Project Summary
Low-value care (LVC), defined as care where harms or costs outweigh the benefits, is common and costly. For
patients, LVC can result in physical harm from the service itself, unnecessary follow-up tests/procedures, and
needless out-of-pocket costs. Patients with coronary artery disease (CAD) are at high risk of receiving LVC:
studies estimate that up to 50% of tests and 15% of procedures performed on patients with CAD may be LVC.
To identify and reduce LVC, accurate measurement is critical. Despite widespread adoption of administrative
claims-based measures to assess LVC, most measures have not been tested against the “gold standard” of
chart review (i.e., they do not have good criterion validity). Using inaccurate LVC measures undermines quality
reporting and leads to inaccuracies in understanding the frequency, costs, and trends in use of LVC services; a
critical knowledge gap in understanding which LVC services should be prioritized for reduction.
Bundled payment models (BPMs), which pay organizations a fixed price for a 90-day episode of care such as
elective percutaneous coronary intervention (PCI), could reduce LVC but could also have unintended
consequences. Because BPMs provide a fixed payment to providers independent of patient risk, BPM
providers might perform more PCIs on low-risk patients for whom medical therapy alone is the guideline-
recommended treatment (i.e., they may perform more LVC PCIs). BPM providers might also perform fewer
appropriate PCIs for high-risk patients, or those perceived to be high-risk such as racial/ethnic minorities. To
assess the impacts of the elective PCI BPM, we will use data from the National Cardiovascular Data Registry,
which contains a reliable measure to classify PCIs as LVC or appropriate using clinical chart review data.

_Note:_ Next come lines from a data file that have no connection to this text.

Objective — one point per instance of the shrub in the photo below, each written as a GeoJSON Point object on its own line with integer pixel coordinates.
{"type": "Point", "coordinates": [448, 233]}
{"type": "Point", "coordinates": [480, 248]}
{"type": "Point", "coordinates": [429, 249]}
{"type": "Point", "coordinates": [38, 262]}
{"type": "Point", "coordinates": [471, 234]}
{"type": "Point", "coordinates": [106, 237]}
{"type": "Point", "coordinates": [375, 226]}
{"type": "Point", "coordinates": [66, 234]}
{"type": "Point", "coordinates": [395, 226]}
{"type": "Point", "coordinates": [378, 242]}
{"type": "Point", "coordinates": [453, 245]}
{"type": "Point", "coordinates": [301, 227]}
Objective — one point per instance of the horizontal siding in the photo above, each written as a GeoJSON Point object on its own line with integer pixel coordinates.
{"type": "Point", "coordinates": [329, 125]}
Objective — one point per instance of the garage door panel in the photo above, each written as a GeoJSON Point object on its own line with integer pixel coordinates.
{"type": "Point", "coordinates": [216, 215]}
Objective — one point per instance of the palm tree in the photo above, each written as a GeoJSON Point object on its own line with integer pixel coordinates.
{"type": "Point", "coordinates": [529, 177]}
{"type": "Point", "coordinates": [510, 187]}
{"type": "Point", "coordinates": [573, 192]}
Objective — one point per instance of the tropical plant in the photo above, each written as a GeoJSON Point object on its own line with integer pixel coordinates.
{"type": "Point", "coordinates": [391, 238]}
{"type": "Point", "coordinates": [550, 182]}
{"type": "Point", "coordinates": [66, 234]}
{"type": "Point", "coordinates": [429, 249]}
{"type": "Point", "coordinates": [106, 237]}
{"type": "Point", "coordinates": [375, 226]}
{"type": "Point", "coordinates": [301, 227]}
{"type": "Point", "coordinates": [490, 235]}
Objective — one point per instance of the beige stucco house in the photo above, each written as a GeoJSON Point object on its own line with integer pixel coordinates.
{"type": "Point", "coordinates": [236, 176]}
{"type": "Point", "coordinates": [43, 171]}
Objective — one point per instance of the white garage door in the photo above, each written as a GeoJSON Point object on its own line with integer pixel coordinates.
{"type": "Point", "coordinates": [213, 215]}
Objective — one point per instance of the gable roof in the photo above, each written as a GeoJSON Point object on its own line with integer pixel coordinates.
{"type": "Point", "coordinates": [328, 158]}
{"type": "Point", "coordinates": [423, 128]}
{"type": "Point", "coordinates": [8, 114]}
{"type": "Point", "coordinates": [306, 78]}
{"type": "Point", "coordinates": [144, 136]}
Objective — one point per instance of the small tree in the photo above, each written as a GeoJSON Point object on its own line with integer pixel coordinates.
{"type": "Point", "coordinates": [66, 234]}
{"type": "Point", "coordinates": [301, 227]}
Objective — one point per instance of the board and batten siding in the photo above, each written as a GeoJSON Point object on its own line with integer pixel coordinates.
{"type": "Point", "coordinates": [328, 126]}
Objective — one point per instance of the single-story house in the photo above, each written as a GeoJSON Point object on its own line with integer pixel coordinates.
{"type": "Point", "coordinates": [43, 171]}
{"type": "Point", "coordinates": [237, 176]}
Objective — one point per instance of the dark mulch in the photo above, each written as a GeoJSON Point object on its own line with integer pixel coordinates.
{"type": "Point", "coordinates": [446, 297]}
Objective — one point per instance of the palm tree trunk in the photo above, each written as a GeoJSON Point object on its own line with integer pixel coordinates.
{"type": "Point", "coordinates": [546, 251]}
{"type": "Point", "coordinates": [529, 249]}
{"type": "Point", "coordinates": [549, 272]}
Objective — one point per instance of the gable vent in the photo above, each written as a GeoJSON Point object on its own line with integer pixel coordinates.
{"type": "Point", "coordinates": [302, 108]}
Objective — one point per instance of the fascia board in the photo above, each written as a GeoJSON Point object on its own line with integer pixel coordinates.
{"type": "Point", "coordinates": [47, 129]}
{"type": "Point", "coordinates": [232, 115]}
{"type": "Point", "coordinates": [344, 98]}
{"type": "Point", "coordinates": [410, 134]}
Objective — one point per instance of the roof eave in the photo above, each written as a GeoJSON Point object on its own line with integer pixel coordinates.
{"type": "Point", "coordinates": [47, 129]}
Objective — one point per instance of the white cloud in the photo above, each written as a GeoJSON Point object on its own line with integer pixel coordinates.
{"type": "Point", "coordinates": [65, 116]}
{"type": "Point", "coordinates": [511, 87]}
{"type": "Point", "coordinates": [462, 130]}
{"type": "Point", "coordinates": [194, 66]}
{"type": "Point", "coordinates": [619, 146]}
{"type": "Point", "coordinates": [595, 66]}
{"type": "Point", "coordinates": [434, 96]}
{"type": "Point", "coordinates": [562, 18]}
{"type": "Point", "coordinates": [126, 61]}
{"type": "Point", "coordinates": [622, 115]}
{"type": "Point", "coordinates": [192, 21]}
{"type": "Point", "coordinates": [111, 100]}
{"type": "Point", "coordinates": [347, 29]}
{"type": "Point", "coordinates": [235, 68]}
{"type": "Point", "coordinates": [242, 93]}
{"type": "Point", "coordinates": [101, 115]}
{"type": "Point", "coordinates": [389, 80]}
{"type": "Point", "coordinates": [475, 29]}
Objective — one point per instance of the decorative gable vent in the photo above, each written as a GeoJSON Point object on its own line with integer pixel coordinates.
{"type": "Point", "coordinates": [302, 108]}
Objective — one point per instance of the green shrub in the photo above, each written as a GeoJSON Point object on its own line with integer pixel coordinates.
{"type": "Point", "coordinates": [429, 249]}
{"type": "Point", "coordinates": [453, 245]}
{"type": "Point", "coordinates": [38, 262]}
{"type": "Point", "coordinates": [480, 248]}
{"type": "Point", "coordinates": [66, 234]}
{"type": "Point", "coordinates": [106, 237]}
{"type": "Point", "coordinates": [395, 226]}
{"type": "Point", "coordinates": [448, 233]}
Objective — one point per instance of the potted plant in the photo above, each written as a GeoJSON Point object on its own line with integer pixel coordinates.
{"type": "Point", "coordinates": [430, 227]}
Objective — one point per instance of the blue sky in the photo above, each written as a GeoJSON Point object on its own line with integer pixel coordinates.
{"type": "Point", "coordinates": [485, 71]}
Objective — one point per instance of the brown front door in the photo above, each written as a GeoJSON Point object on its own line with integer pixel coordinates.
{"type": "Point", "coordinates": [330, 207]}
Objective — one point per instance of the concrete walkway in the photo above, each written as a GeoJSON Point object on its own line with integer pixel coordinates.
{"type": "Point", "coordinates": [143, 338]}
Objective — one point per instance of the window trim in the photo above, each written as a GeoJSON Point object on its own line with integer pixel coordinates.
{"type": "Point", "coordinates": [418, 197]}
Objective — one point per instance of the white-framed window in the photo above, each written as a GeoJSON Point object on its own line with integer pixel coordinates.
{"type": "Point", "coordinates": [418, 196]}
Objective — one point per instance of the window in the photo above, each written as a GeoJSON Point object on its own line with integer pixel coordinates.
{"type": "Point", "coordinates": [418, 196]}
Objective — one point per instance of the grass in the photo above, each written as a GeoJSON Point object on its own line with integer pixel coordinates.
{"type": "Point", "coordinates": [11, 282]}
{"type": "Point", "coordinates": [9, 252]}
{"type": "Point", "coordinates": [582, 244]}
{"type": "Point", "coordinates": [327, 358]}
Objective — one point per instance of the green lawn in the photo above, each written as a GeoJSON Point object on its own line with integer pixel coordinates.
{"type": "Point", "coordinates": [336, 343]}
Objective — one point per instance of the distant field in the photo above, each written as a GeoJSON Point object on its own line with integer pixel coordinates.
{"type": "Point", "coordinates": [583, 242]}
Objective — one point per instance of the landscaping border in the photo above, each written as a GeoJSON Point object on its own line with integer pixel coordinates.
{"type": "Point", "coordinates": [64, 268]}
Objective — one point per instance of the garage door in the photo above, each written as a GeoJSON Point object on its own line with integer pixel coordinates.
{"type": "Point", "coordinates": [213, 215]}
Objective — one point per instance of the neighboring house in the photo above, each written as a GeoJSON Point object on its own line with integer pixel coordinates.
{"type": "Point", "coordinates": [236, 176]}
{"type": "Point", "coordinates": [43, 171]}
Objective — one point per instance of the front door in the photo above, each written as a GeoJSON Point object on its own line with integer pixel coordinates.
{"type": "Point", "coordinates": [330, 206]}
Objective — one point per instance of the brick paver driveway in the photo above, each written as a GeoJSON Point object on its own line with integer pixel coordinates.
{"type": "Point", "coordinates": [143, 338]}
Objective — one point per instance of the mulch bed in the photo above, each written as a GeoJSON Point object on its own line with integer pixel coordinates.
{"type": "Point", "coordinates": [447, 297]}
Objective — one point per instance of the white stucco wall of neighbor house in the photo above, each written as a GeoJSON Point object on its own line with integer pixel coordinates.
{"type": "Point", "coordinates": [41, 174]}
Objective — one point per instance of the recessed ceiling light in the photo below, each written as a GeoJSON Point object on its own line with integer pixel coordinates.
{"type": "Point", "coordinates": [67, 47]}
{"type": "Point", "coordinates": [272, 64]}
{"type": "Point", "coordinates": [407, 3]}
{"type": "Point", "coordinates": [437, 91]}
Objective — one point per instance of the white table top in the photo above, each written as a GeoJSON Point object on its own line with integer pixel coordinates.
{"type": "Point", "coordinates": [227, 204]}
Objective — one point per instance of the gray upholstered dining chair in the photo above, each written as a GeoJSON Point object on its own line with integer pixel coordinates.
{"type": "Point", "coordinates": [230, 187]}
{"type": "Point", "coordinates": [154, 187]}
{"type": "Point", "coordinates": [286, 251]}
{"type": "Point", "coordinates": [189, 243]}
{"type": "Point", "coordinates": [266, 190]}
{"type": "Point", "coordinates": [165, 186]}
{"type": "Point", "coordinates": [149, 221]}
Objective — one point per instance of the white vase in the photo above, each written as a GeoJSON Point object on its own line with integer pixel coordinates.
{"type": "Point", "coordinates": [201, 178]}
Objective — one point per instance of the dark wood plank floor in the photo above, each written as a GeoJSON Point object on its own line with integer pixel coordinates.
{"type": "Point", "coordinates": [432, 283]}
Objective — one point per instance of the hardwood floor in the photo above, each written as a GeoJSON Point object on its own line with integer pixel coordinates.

We have assembled an experienced team of cardiologists, economists, and outcomes researchers. In prior
and pilot work we have validated 3 claims-based LVC measures, but also found that 1 measure was not valid.
In Aim 1, we will use chart review as a “gold-standard” to assess the validity of commonly-used claims-based
LVC measures relevant for CAD patients. In Aim 2, we will use validated LVC measures to assess LVC
frequency, costs, and trends among a national sample of Medicare beneficiaries with CAD, and provide
policymakers with a priority list of LVC services to target for reduction. In Aim 3, we will conduct a difference-in-
differences analysis to assess the impact of elective PCI BPMs on a) LVC PCIs and healthcare disparities for
appropriate PCIs using detailed clinical data from the NCDR, and b) other validated LVC services using linked
Medicare claims. For patients with CAD, this research will 1) establish valid LVC measures which are needed
for quality improvement and accountability programs, 2) guide efforts to reduce LVC services, and 3) evaluate
the effect (and potential unintended consequences) of a policy intended to reduce LVC.